The famous also lived here. Dr. Samuel Cabot, one of the country’s most prominent surgeons, lived in a house still standing. Cabot purchased the Cherry Hill Tavern as his summer residence, and the building, while moved from its original spot, is still preserved today. Cabot was one of the most prominent Boston physicians of his day, treating Kit Carson, Grizzly Bear Allen, and Buffalo Bill. Further down the road lived Henry L. Pierce, the mayor of Boston. With more than 200 acres of land, the Redman Farm was renowned for so many reasons and is where Pierce kept his “famous herd of jerseys, one of the finest in the country, valued between $30,000 and $40,000,” with one cow costing $6,200 and several others worth $3,000 or $4,000. Running directly through the center of the estate was a “beautiful avenue,” about half a mile long and lined with shade trees, connecting the house with the “beautiful sheet of water” known as Ponkapoag Pond.

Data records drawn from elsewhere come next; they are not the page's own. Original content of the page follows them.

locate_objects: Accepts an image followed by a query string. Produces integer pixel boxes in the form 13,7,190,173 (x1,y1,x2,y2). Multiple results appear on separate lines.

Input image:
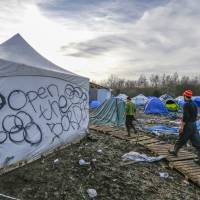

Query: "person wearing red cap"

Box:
169,90,200,164
125,97,137,137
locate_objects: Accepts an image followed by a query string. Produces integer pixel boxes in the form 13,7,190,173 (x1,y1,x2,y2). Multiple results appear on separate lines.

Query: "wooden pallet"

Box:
90,127,200,186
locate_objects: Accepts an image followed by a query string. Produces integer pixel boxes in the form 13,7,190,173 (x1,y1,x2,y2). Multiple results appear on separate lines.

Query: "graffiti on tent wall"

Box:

There is so much to share about Ponkapoag and our history. Here is where our first stockades were mounted; where the largest bass in the commonwealth was once caught; where Mark Twain visited his dear friend Thomas Bailey Aldrich; and where arguably the most important meteorological record has been kept. One day, the story may emerge that proves the genesis of flight happened here. Ponkapoag was also once on the short list for the location of the United Nations. It was here that Lafayette slept, and where a child’s murder darkened and terrified the local inhabitants. This was where slaves were hidden in defiance of laws against slavery. Ponkapoag is where one of the most devastating fires took the lives of several children. And, as pointed out, where liberty breathed her first breath. In short, this village deserves recognition and reflection for the unique identity of this place, Canton’s first village.